A personagem-título, ao abandonar sua sólida posição social por um novo amor, e seguir esta opção até as últimas consequências, potencializa os dilemas amorosos, vividos dentro ou fora do casamento, de toda a ampla galeria de personagens que a circunda.

O amor, aqui, não é puro idealismo romântico. Tolstói recupera todo um século de experiência russa, com episódios e personagens modelados a partir de pessoas reais, e aborda as principais discussões políticas, econômicas e filosóficas de seu tempo, ainda incrivelmente atuais.

Anna Kariênina se articula por meio de contrates: a cidade e o campo; as cidades de Moscou e São Petersburgo; a alta sociedade e a vida dos mujiques; o intelectual e o homem prático.

Tolstói escreveu Anna Kariênina entre 1873 e 1877, em Iásnaia Poliana, sua vasta propriedade rural, onde residia, ao sul de Moscou. Estava à beira de completar 45 anos quando começou a redigir o livro. Era casado e tinha quatro filhos. Na década anterior, havia consolidado sua reputação com o romance Guerra E Paz, escrito entre 1863 e 1869.

Após terminar esse longo épico histórico, Tolstói dedicou-se aos afazeres agrícolas. Tentou implementar novos métodos de ensino, com os filhos dos mujiques, residentes em suas terras. Fundou escolas, elaborou e difundiu teorias e técnicas pedagógicas que causaram polêmica na Rússia, e estudou grego com afinco. Ao mesmo tempo, acumulava uma impressionante quantidade de informações sobre o tsar Pedro, o Grande.

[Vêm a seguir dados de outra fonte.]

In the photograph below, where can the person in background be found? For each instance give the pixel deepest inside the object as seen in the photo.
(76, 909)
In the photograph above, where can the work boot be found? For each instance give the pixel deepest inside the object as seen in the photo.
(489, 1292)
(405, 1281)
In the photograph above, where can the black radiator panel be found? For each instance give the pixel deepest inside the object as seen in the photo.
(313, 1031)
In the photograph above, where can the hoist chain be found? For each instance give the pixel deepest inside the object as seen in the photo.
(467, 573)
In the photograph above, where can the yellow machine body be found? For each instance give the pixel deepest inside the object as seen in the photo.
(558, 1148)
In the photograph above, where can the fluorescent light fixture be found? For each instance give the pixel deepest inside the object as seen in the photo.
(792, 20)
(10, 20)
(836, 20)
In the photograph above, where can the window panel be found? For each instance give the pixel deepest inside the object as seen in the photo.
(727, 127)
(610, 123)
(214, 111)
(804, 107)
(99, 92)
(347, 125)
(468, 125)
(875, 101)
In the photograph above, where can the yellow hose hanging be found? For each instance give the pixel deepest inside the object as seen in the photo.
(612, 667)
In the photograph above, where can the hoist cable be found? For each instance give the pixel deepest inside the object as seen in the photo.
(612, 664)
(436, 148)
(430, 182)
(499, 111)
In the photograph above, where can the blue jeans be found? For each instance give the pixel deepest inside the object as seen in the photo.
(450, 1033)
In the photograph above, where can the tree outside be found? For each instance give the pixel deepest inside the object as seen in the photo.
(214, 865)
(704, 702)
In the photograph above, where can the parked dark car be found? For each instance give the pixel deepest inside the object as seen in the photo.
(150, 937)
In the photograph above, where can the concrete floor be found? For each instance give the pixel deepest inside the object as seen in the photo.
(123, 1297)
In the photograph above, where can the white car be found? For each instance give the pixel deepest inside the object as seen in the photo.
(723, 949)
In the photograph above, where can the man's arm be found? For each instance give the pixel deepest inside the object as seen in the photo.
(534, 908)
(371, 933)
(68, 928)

Seu intuito era escrever um romance sobre a época em que Pedro I foi o imperador da Rússia, entre 1682 e 1725. Porém, por mais numerosos e minuciosos que fossem os seus conhecimentos sobre a vida naquele tempo, por mais que forçasse a mão a escrever, as páginas não o convenciam. Os personagens que esboçava não ganhavam vida em sua mente. Após tentativas obstinadas, Tolstói desistiu do projeto.

Nessa crise, veio-lhe à memória um fato ocorrido no ano anterior, em 1872. Um vizinho de Tolstói e seu parceiro de caçadas, chamado Bíbikov, vivia com uma mulher de nome Anna, que se tornara sua amante. Aos poucos, ele a abandonou em troca da preceptora alemã de seus filhos, com quem tinha, até, intenção de casar-se.

Em desespero, Anna recolheu alguns pertences, vagou pelo campo durante três dias e, por fim, jogou-se debaixo de um trem. Antes, redigiu um bilhete para Bíbikov: “Você é o meu assassino. Seja feliz, se um assassino puder ser feliz. Pode vir ver o meu cadáver, nos trilhos da estação de Iássenki, se quiser”.

Tolstói foi à estação, no dia seguinte, e presenciou a autópsia. As imagens da mulher e da estação ficaram registradas em sua memória, mas não tinham relação com nenhum projeto literário.

De outro lado, em 1870, ele chegara a nutrir a ideia de um relato sobre uma mulher adúltera, da alta sociedade. Durante um tempo, os dois temas levaram vidas independentes em seu pensamento. Quando a imaginação os uniu, Anna Kariênina começou a nascer.